Torbreck Woodcutters Shiraz 2013
Barossa Valley, South Australia

$22.80–$25
The big and beautiful Barossa Valley produces big and varied shiraz styles, characterised by full, ripe flavours and tender tannins. For its entry-level shiraz, Torbreck sources grapes from a number of distinct Barossa sub-regions: Marananga, Greenock, Ebenezer, Gomersal, Moppa, Lyndoch and Kalimna. It’s a hearty, 15-per-cent-alcohol style, combining ripe, dark-cherry-like fruit flavours with a chewy, satisfying lode of soft, savoury tannin.
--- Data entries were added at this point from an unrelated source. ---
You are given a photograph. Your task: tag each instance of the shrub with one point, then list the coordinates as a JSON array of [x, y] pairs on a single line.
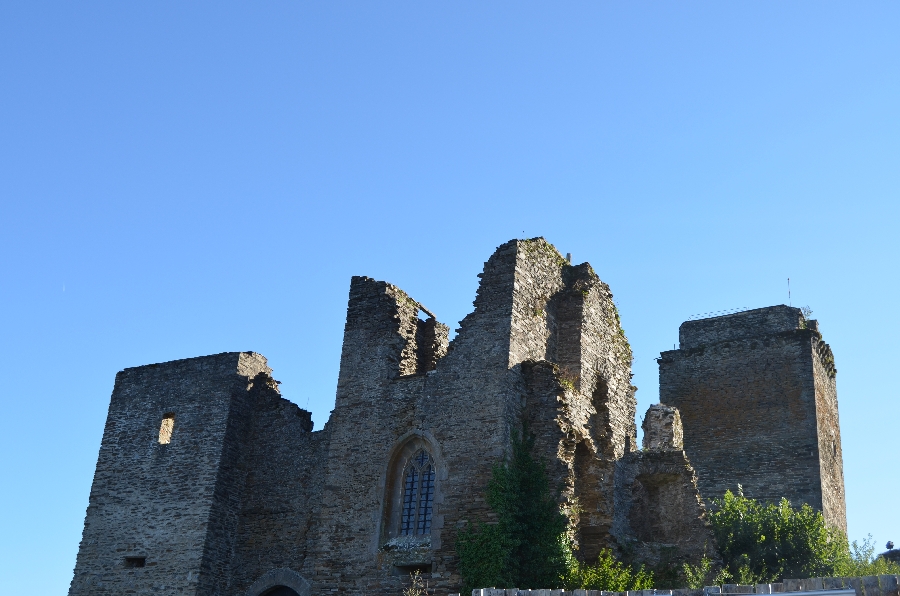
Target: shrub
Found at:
[[606, 574], [861, 560], [769, 542], [526, 546], [766, 542]]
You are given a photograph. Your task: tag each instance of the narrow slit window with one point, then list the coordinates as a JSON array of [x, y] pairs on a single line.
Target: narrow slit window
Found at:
[[418, 495], [165, 429]]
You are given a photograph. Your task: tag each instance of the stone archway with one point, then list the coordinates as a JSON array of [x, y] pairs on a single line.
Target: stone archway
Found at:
[[280, 582], [281, 591]]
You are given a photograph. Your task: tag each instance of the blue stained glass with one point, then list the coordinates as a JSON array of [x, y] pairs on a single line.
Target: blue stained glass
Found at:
[[410, 488], [418, 495]]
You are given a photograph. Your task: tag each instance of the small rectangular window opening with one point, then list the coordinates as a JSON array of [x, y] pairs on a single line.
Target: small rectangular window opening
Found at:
[[165, 429]]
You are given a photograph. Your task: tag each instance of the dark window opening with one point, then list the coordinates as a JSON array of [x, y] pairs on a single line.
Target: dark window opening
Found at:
[[281, 591], [406, 570], [418, 495], [166, 428]]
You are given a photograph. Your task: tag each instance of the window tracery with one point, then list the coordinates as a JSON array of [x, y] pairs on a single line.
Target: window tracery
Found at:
[[418, 495]]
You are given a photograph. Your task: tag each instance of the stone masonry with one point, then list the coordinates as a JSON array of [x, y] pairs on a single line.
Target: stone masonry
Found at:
[[757, 397], [209, 483]]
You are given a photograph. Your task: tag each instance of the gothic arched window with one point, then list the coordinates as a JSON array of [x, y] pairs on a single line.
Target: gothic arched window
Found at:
[[418, 495]]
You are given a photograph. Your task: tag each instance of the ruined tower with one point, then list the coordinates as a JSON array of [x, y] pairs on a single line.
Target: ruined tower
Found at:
[[758, 401]]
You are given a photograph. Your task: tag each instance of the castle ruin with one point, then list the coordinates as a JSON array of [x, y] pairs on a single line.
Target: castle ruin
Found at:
[[208, 482]]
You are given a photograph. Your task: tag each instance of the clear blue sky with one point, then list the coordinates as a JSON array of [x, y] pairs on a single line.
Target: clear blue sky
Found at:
[[180, 179]]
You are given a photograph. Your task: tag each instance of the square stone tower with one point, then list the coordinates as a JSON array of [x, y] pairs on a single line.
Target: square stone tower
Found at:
[[758, 401]]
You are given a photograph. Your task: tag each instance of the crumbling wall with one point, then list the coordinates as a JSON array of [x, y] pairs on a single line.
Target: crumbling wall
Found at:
[[162, 517], [660, 519], [283, 464]]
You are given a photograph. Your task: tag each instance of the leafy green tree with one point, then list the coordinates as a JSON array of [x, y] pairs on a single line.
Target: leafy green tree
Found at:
[[526, 546], [767, 542], [606, 574], [861, 560]]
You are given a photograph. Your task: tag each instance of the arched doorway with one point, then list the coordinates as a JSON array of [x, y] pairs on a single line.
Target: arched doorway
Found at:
[[281, 591]]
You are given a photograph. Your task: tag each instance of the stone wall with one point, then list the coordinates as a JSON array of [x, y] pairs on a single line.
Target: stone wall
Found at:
[[161, 517], [758, 403], [245, 494], [660, 519]]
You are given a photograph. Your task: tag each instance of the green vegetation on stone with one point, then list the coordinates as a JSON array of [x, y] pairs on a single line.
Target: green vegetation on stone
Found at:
[[761, 543], [524, 547]]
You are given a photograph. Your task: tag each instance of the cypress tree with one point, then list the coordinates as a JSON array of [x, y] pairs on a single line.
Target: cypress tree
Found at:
[[526, 547]]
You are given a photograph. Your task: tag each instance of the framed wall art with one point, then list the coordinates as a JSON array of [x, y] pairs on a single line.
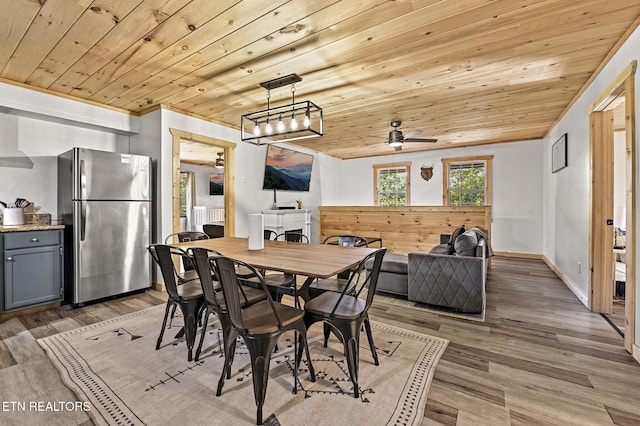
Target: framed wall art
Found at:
[[216, 184], [559, 154]]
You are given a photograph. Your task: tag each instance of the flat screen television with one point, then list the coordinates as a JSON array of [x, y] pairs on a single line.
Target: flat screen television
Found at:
[[287, 170]]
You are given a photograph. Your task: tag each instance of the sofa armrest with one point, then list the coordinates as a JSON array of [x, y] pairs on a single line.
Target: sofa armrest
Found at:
[[455, 282]]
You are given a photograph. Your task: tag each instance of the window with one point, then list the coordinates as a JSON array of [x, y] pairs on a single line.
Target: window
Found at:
[[467, 181], [392, 184]]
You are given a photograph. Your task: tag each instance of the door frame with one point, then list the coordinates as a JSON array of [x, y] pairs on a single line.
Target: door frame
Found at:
[[229, 177], [601, 200]]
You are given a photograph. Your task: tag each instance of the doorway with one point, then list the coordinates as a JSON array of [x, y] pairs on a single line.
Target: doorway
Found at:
[[619, 94], [228, 149]]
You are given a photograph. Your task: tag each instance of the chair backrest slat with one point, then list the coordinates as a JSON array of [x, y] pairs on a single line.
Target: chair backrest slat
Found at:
[[226, 271], [355, 286], [162, 255], [204, 269]]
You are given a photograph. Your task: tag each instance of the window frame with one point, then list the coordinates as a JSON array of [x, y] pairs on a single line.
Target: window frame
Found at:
[[376, 173], [447, 162]]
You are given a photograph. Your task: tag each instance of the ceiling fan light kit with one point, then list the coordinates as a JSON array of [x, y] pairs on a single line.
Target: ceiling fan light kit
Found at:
[[397, 138], [297, 120]]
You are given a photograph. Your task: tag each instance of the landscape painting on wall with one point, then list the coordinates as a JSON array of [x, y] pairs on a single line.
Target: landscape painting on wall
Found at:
[[287, 170], [216, 184]]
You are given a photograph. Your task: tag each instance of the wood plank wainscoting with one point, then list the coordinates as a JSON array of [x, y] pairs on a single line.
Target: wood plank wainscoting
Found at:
[[402, 229]]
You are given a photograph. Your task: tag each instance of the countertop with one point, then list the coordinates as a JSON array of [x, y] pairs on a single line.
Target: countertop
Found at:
[[31, 227]]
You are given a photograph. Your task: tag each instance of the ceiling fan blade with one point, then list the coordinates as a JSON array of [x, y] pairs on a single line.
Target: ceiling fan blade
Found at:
[[411, 133], [421, 140]]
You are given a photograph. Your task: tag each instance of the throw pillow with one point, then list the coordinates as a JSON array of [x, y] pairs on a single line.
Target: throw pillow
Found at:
[[466, 244], [454, 235]]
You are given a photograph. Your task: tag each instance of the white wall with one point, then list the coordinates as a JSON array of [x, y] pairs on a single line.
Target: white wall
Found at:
[[516, 184], [566, 193], [41, 141]]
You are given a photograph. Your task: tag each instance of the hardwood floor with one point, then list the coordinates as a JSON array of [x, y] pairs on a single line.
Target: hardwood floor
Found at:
[[540, 357]]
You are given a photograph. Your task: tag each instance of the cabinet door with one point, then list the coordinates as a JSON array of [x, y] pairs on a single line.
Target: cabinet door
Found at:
[[32, 276]]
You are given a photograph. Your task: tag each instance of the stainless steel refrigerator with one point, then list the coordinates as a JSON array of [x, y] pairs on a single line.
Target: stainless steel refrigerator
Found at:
[[104, 199]]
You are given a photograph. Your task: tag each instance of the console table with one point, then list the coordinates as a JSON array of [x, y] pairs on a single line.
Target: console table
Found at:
[[280, 221]]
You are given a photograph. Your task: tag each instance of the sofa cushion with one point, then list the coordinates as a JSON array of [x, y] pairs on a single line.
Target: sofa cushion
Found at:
[[454, 235], [396, 263], [391, 262], [440, 249], [465, 244]]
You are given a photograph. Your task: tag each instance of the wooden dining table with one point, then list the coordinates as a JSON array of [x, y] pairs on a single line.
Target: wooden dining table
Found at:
[[309, 260]]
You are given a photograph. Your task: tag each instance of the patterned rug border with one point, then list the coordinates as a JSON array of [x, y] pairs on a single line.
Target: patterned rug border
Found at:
[[89, 387]]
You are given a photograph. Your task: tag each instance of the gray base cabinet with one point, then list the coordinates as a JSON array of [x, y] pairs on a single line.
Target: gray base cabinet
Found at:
[[32, 268]]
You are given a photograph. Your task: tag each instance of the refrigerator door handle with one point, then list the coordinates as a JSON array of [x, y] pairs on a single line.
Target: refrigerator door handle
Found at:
[[82, 181], [83, 219]]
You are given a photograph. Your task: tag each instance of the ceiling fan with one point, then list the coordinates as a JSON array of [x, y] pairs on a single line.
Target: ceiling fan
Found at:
[[397, 138]]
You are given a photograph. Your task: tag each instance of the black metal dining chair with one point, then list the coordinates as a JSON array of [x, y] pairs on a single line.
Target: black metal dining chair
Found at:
[[213, 297], [346, 313], [259, 325], [213, 230], [188, 272], [188, 296]]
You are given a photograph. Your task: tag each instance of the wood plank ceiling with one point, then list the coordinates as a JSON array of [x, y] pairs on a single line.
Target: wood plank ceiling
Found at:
[[463, 71]]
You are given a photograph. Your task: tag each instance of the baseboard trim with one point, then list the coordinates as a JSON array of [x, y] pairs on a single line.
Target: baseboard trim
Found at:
[[518, 255], [158, 286], [582, 297]]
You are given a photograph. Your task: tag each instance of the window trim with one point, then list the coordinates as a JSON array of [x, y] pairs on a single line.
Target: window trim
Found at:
[[487, 159], [376, 170]]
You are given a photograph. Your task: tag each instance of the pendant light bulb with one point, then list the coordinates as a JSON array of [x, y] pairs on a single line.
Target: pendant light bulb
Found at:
[[280, 125]]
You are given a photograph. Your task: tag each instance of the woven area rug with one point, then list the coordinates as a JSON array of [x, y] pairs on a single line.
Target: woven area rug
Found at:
[[114, 367]]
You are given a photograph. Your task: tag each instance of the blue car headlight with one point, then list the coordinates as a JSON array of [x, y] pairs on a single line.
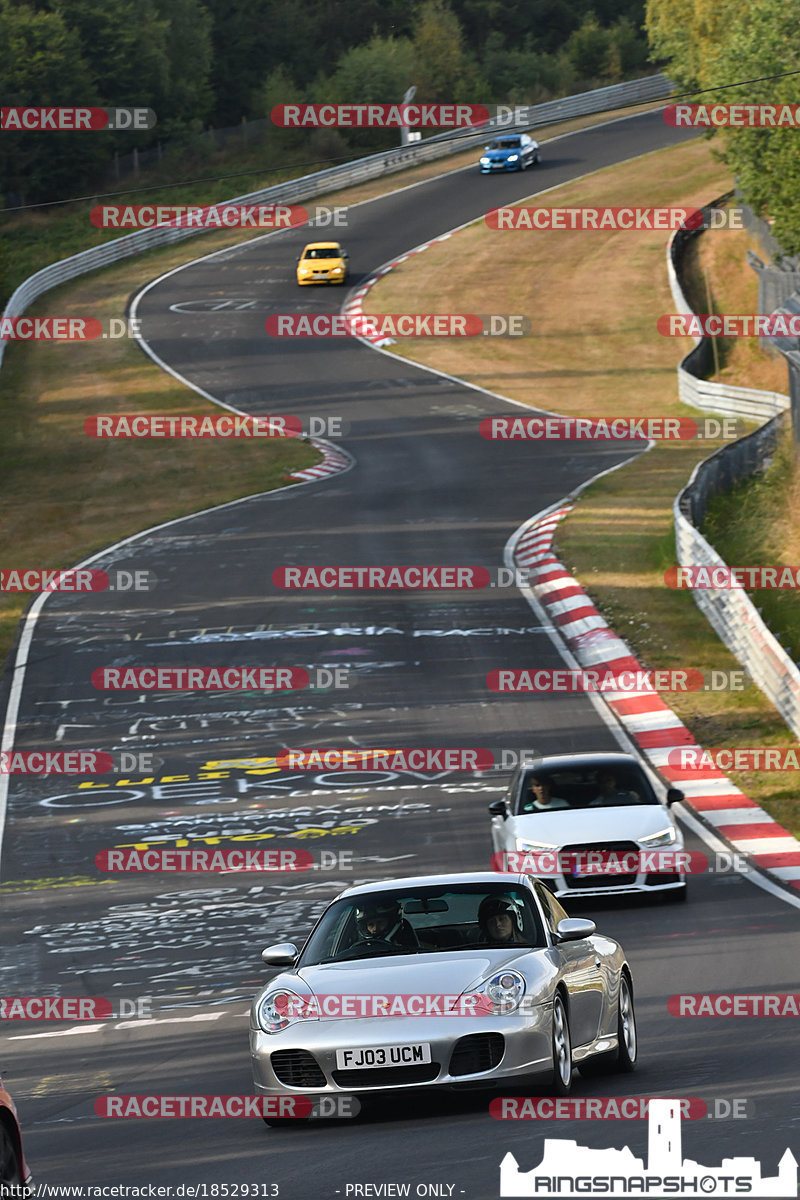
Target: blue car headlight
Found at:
[[281, 1008]]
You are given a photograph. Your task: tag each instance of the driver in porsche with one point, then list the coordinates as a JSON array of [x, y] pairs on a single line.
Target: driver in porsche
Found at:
[[382, 921]]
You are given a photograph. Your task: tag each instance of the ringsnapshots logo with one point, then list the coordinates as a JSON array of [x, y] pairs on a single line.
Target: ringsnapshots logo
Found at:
[[405, 324], [43, 119], [613, 429], [569, 1169]]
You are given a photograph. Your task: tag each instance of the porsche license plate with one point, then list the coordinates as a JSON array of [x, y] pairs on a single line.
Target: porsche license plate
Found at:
[[383, 1056]]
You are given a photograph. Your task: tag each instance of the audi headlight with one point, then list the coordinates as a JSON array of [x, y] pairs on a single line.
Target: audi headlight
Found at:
[[505, 990], [535, 847], [281, 1008], [663, 838]]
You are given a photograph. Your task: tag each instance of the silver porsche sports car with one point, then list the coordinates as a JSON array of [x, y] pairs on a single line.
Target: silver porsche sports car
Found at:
[[451, 981]]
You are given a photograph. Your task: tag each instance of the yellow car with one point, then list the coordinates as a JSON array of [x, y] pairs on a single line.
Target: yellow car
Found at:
[[323, 262]]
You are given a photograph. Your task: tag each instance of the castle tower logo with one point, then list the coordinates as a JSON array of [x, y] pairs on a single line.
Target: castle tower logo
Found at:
[[570, 1170]]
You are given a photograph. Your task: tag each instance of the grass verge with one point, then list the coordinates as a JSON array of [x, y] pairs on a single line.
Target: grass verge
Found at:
[[594, 299]]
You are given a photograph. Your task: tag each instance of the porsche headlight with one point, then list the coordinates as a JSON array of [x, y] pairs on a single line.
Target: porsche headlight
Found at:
[[663, 838], [535, 847], [505, 990], [281, 1008]]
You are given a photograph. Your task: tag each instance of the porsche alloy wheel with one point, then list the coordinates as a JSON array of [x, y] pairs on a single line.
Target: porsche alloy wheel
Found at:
[[561, 1049]]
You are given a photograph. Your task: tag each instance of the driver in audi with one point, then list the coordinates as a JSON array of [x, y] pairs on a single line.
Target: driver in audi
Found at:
[[382, 921]]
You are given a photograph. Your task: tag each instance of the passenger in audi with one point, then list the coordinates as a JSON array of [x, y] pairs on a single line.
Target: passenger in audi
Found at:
[[542, 797]]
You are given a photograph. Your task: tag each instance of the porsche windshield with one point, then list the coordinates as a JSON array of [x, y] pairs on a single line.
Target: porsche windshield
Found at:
[[617, 785], [465, 917]]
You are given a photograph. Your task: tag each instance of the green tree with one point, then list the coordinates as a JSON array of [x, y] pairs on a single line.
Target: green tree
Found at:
[[763, 40], [379, 71], [443, 67], [588, 48], [685, 34], [41, 64]]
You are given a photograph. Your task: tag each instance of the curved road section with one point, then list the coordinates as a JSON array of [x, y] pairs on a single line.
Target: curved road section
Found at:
[[426, 489]]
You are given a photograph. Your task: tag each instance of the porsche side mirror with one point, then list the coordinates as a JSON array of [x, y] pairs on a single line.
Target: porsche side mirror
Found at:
[[575, 929], [282, 955]]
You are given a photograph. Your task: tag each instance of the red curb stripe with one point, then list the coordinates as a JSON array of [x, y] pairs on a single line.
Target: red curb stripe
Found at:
[[788, 858], [716, 803], [633, 706], [673, 736], [744, 833]]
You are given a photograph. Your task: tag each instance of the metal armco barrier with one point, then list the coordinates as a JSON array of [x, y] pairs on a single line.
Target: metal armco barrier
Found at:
[[650, 88], [731, 611], [713, 397]]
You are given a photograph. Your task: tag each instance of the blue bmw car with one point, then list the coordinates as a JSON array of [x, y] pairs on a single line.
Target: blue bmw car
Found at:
[[515, 151]]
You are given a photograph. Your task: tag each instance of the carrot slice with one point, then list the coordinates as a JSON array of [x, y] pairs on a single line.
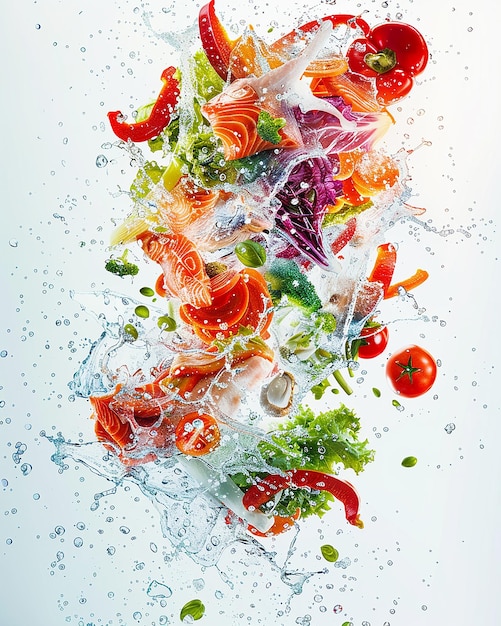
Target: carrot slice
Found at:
[[327, 67], [410, 283]]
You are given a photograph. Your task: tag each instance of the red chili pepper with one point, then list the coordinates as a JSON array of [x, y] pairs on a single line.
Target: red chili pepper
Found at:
[[158, 118], [266, 489], [215, 41], [413, 281], [345, 236], [393, 53], [218, 46], [383, 269]]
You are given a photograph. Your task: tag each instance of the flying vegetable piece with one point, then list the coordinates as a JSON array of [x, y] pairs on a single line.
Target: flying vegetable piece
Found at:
[[120, 266], [285, 278], [267, 488], [303, 207], [392, 53], [158, 118]]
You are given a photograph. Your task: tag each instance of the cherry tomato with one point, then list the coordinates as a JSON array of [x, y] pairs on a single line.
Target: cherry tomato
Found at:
[[197, 434], [411, 371], [374, 341]]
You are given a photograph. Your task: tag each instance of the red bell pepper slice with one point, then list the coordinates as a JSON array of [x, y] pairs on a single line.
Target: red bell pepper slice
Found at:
[[393, 53], [218, 46], [345, 236], [159, 117], [343, 491], [352, 21], [383, 269]]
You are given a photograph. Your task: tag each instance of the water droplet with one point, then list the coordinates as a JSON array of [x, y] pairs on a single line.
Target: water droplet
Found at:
[[101, 161], [26, 469], [158, 590]]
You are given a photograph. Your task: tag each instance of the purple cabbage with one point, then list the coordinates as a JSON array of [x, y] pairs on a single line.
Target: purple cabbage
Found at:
[[304, 198], [323, 129]]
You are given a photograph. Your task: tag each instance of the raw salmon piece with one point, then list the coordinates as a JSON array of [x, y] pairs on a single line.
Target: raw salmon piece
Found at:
[[183, 267]]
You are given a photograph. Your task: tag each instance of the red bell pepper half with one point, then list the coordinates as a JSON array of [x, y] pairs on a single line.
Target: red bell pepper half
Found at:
[[159, 117], [393, 53], [266, 489]]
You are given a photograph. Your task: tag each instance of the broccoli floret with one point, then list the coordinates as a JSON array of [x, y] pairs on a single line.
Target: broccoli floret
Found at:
[[120, 266], [268, 126], [285, 278]]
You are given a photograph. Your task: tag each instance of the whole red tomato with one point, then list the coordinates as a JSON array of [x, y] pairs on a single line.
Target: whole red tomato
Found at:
[[411, 371], [374, 341]]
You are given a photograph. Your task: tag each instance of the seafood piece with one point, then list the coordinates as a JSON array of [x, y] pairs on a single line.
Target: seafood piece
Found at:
[[277, 396], [183, 267]]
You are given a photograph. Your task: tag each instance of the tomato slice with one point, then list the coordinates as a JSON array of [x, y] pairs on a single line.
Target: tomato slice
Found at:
[[197, 434], [280, 525], [374, 341]]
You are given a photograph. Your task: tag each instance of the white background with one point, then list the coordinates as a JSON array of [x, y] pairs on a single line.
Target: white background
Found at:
[[430, 551]]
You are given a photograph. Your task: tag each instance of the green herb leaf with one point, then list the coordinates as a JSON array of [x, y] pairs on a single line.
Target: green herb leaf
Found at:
[[195, 608], [329, 553], [268, 126]]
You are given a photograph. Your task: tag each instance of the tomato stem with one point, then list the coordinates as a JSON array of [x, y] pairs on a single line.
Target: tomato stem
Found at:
[[381, 62]]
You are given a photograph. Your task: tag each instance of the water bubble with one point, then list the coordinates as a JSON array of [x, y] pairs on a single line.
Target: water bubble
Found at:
[[101, 161], [26, 469], [158, 590]]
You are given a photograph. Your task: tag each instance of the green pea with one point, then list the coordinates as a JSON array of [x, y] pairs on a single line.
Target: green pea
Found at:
[[130, 331], [195, 608], [142, 311], [329, 553], [250, 253], [409, 461], [166, 323]]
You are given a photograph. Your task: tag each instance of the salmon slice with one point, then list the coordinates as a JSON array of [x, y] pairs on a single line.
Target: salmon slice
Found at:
[[109, 426], [183, 267], [184, 204], [233, 116]]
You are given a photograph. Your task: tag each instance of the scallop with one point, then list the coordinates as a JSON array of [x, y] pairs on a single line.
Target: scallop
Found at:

Forester Estate Shiraz 2012
Margaret River, Western Australia

$17.10–$24
Forester Estate provides a full-bodied expression of Margaret River shiraz, with a vivid purple hue – perhaps attributable to the inclusion of alicante bouschet in the blend. Deeply coloured alicante bouschet, a cross of petit bouschet and grenache, was historically used to add colour to lighter red wines. Whatever its contribution, shiraz remains the keynote in a full-flavoured red, featuring plum- and dark-cherry-like varietal flavours, a touch of black pepper, rustic tannin and brisk acidity.

Tyrrell’s Shiraz 2013
Hunter Valley, NSW

$18.50–$24
Releasing his new Hunter Valley range, Bruce Tyrrell asked how important region is when Australians make wine-buying decisions. He said, “A study by Wine Intelligence found that 55 per cent of Australian wine drinkers choose region to be the number one influencer” when they decide what to buy. The same study pointed to the Hunter Valley, with three million visitors a year, as the number one region for awareness. Perhaps there’s a Sydney bias in the survey. But who cares as Tyrrell’s 2013 shiraz really captures the idiosyncratic Hunter style: limpid and medium bodied with sweet fruit, cut with savoury, spicy flavours, finishing dry and soft.